7
С завидным терпением, проверяя свое неожиданное открытие, я прививал женщине вкус к обнаженной натуре. Спал до обеда, или около того. Для этого методично «глотал» тома в их порядковых номерах на корешках. Если Елене Николаевне случалось войти ко мне, женщина неизменно заставала идеально скомканное в ногах сонолюбивого постояльца одеяло, на полу у дивана широченную подушку на четыре мои головы и двухметрового пупсика, бесстыдно разметавшегося во сне. Долгое, ленивое пробуждение сопровождали переговоры через всю квартиру. Наконец, голод пересиливал основной инстинкт, я вскакивал и одевался напротив распахнутой двери.
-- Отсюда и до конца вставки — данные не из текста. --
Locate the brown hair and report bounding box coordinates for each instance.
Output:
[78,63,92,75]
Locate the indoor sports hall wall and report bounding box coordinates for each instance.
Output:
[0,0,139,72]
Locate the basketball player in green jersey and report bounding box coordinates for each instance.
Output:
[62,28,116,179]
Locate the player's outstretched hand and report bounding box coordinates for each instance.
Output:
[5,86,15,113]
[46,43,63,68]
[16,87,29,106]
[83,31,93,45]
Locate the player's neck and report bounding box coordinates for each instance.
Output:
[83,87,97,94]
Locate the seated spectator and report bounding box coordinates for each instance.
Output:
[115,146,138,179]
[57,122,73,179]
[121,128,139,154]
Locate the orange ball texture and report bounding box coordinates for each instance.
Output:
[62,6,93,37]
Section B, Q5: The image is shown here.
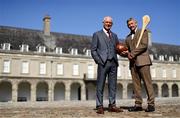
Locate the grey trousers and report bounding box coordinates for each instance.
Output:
[96,59,117,107]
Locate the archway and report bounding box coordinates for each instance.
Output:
[54,83,65,101]
[0,81,12,102]
[17,82,31,101]
[71,83,81,100]
[36,82,48,101]
[172,84,179,97]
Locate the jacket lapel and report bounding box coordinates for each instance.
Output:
[101,30,108,46]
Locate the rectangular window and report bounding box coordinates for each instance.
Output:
[3,60,10,73]
[151,68,156,77]
[57,64,64,75]
[22,61,29,74]
[117,66,121,77]
[172,69,176,78]
[39,63,46,75]
[71,48,78,55]
[88,64,94,79]
[162,69,166,78]
[86,50,91,56]
[55,47,62,54]
[73,64,79,75]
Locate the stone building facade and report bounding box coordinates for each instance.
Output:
[0,16,180,102]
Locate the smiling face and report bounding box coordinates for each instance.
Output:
[103,16,113,31]
[127,19,137,31]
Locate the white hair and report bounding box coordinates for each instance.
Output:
[103,16,113,22]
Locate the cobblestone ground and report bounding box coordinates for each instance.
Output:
[0,98,180,118]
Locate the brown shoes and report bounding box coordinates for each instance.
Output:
[108,105,123,113]
[96,106,104,114]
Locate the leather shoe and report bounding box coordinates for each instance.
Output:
[128,106,143,112]
[108,105,123,113]
[145,105,155,112]
[96,106,104,114]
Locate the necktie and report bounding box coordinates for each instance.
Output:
[107,31,112,39]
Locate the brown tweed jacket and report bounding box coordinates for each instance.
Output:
[125,29,152,67]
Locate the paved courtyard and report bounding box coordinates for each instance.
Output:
[0,98,180,118]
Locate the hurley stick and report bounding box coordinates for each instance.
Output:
[136,15,150,48]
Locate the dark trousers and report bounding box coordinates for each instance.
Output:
[131,65,154,106]
[96,59,117,107]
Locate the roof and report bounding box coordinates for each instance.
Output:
[0,26,180,60]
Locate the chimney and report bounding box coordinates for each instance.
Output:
[43,15,51,36]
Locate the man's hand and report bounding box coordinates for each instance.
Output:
[128,53,133,60]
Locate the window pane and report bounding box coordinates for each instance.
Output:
[3,60,10,73]
[57,64,63,75]
[39,63,46,74]
[22,62,29,73]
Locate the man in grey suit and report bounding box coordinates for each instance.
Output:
[122,18,155,112]
[91,16,122,114]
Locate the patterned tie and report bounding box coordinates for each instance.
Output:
[107,30,112,39]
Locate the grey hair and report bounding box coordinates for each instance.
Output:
[103,16,113,22]
[127,17,137,24]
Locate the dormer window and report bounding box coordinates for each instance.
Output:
[37,46,46,53]
[159,55,164,61]
[2,43,11,50]
[70,48,78,55]
[150,54,154,61]
[21,44,29,52]
[55,47,62,54]
[169,56,174,61]
[86,50,91,56]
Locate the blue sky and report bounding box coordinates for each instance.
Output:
[0,0,180,45]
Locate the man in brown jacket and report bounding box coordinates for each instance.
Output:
[123,18,155,112]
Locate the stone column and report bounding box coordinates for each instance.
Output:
[168,83,172,97]
[122,82,128,99]
[157,83,162,98]
[81,83,86,100]
[48,81,53,101]
[65,83,71,101]
[12,82,18,102]
[31,83,36,102]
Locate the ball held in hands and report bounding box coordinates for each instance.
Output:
[116,43,128,55]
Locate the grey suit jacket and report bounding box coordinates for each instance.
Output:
[125,29,152,66]
[91,30,119,65]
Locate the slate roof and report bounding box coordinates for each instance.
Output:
[0,26,180,60]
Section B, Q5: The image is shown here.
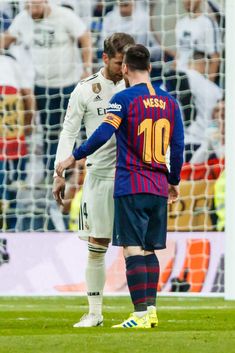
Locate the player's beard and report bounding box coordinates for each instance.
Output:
[123,75,131,88]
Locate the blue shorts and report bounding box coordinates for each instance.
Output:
[113,194,167,251]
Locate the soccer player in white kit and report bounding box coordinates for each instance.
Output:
[53,33,134,327]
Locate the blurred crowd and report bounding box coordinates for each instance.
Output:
[0,0,225,232]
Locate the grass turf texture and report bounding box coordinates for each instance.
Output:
[0,297,235,353]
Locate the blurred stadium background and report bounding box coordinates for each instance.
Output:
[0,0,235,302]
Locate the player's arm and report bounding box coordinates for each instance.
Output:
[56,94,126,175]
[56,122,117,176]
[52,86,85,205]
[168,100,184,202]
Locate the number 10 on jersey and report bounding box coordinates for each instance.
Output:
[138,118,170,164]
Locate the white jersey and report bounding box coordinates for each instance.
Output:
[8,6,86,87]
[175,15,220,70]
[55,69,125,178]
[185,69,223,144]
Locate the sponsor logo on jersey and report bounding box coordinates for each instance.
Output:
[97,108,106,116]
[92,82,101,94]
[143,98,166,110]
[108,103,122,112]
[93,95,102,102]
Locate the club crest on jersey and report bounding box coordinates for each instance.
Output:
[108,103,122,112]
[92,82,101,94]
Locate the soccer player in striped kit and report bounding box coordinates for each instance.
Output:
[56,44,184,328]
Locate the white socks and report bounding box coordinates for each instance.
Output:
[86,242,108,315]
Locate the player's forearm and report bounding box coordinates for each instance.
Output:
[73,123,116,160]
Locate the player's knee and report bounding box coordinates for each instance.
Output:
[123,246,144,258]
[88,242,108,260]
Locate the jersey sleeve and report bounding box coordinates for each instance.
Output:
[168,102,184,185]
[55,85,86,173]
[104,94,127,129]
[7,10,27,40]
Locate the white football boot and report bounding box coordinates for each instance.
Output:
[73,314,103,327]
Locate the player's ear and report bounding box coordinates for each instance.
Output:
[102,53,109,65]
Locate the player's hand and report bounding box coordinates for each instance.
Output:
[55,155,75,177]
[52,176,65,206]
[168,184,179,204]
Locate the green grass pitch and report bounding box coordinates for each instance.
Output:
[0,297,235,353]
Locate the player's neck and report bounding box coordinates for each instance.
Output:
[128,72,150,86]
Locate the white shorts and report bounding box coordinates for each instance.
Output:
[78,173,114,240]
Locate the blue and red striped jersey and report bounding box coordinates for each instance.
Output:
[73,83,184,197]
[104,83,184,197]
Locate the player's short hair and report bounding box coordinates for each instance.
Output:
[123,44,150,71]
[104,32,135,58]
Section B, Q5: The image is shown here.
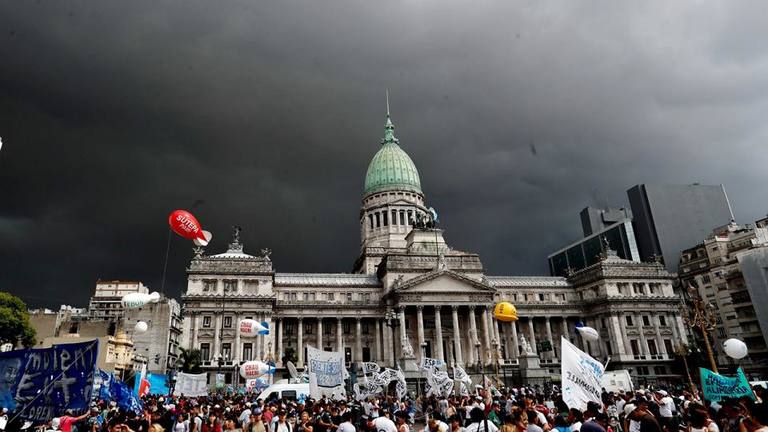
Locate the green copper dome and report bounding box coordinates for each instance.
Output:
[364,115,422,196]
Хитрый стратег пастельных баталий! Беспечно болтая, я зорко следил за мутной тенью хозяйки на полу коридора из кухни. Едва тень прекращала маячить от плиты к столу и от стола к умывальнику, и стремительно густела, я нырял в плавки, и, повернувшись к двери полубоком, невинно натягивал их от колен, будто не подозревал, что женщина, потупившись, торопливо скользит в свою комнату. (Где, наверное, падала в обморок от грандиозных фокусов сорванца: злая шутка!). Юный склерозматик специально забывал в комнате на стуле полотенце, и после душа, как Аполлон Бельведерский, прикрывшись для приличия дверью, просил принести, протягивал руку и невзначай ослеплял женщину наготой. Пропагандировал бесстыдство, как мироощущение современного поколения, о котором Курушина почти ничего не знала. Старательно дразнил в ней женщину.
Мою безнаказанность поощряла почти абсолютная замкнутость нашего сосуществования и разница в возрасте почти в тридцать лет. Конечно, я боялся оказаться в дурацком положении. Кто знает, что она думала обо мне? Но голых-то детей мы не заподозрим в дурном!
Я ругал себя психом. В темноте, обхватив голову, вспоминал свои представления накануне, и горел от стыда. Клялся, что завтра прекращу хулиганить. Но утром забывал клятвы и придумывал новые нудистские трюки, чтобы охмурить бабку.
Курушина же принимала мои ухищрения, как я их и преподносил: рассеянность и больше ничего.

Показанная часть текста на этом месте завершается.